DALLAS — Dirk Nowitzki showed no rust from a long layoff, making 10 of his first 11 shots and an NBA playoff-record 24 straight free throws on the way to 48 points, leading the Dallas Mavericks to a 121-112 victory over the Oklahoma City Thunder in Game 1 of the Western Conference finals on Tuesday night.
Jason Terry scored 24 points and J.J. Barea added 21 points as the Mavericks picked up where they left off in a sweep of the Lakers nine days before. They broke open a tight game with a 13-0 run late in the second quarter and never trailed again, stretching their franchise-record postseason winning streak to seven games.
Game 2 is Thursday night in Dallas, where the Mavs are 6-0 this postseason.
The Thunder — fresh off a seven-game series against Memphis that included a total of four overtimes — led by nine early in the second quarter, then went 6:28 between baskets. They missed 10 shots during that drought and were down by 11 when it ended. They eventually trailed by 16 before clawing within five points with 3:42 left, and six with 48.5 seconds to play.
Kevin Durant followed his 39 points in Game 7 of the previous round by scoring 40, one shy of his most ever in a playoff game. While Nowitzki dominated, Durant’s scoring binge merely helped his team stay close.

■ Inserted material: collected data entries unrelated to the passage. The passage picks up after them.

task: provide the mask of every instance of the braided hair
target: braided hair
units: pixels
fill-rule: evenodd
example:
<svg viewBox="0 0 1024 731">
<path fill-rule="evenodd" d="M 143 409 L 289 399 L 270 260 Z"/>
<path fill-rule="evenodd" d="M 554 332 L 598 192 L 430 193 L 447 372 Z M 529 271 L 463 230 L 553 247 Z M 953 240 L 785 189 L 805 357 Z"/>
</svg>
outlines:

Russell Westbrook went from a triple-double in his last game to 20 points, three assists and three rebounds. He missed 12 of his 15 shots, including 10 of his first 11. Despite his poor aim, he had taken more shots than Durant at one point late in the third quarter, fueling the critics who say he’s too much of a scorer and not enough of a distributor.

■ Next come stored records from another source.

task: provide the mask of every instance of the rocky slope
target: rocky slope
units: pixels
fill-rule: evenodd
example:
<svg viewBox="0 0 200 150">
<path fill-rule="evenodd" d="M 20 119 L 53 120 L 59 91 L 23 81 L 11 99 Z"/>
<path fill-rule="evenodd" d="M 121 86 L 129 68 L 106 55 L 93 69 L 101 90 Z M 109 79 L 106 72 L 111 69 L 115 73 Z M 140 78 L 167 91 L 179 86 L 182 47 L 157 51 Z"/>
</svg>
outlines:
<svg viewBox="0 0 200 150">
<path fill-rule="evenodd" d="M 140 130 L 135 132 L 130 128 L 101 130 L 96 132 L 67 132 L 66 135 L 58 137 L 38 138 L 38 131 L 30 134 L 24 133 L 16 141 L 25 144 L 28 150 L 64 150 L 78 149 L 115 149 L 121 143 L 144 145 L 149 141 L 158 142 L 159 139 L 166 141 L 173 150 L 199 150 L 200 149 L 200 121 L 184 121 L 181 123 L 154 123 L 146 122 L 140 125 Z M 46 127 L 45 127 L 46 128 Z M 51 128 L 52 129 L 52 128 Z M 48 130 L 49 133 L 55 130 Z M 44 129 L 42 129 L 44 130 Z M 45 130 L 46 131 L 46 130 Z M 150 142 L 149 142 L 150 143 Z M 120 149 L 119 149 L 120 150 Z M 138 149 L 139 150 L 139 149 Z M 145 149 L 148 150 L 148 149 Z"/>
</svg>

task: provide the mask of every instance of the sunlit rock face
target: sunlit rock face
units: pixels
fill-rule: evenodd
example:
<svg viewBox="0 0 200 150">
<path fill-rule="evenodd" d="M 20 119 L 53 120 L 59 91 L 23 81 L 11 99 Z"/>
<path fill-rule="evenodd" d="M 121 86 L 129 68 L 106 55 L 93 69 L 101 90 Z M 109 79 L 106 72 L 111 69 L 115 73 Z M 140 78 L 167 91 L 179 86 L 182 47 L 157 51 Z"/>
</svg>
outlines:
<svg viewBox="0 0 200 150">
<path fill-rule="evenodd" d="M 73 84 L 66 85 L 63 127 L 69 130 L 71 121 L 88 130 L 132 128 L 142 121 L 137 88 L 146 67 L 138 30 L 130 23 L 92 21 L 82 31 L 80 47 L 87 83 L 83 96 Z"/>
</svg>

The Thunder’s big problem, though, was Nowitzki.
Six guys tried stopping him, and the big German either shot over them or put them in foul trouble. He made 13 free throws in the third quarter alone. And when Oklahoma City sent a second defender at him, Nowitzki usually passed to the teammate left open.
Nowitzki finished 12 of 15 from the field and a perfect 24 of 24 at the line. He was two points shy of his most ever in a playoff game. He also had six rebounds, four assists and four blocks.
How good was he? On the series when Nowitzki missed for the first time, a teammate got the ball back to him, and he found Tyson Chandler for a layup.
“I was really looking to shoot early and was able to get my rhythm after the first couple of shots,” Nowitzki said. “I kept attacking and my teammates kept feeding me and feeding me and I was able to take advantage over some smaller players.”
The Thunder came into the series unsure how it would handle Nowitzki because their usual defender, Jeff Green, was traded in February. Serge Ibaka went at him first, then got two quick fouls, turning things over to Nick Collison. Kendrick Perkins, Durant, Thabo Sefolosha and James Harden all took turns with little success.
When things tightened up in the final minutes, Nowitzki helped protect Dallas’ lead with two jumpers over the outstretched arms of 6-foot-10 Serge Ibaka, and an assist on a 3-pointer by Terry with 28.9 seconds left. Chants of “M-V-P!” echoed almost every time he went to the foul line in the fourth quarter.
Oklahoma City coach Scott Brooks is going to have to figure something out quick.
The good news for Brooks is that his youngsters kept scrapping all the way to the end. Down a lot on the road to a well-rested veteran team, they could have considered this game a lost cause and saved energy for the next game. Perhaps they remembered Dallas’ history of blowing big, late leads. Earlier this postseason, the Mavericks coughed up a 23-point lead over the final 14 minutes against Portland.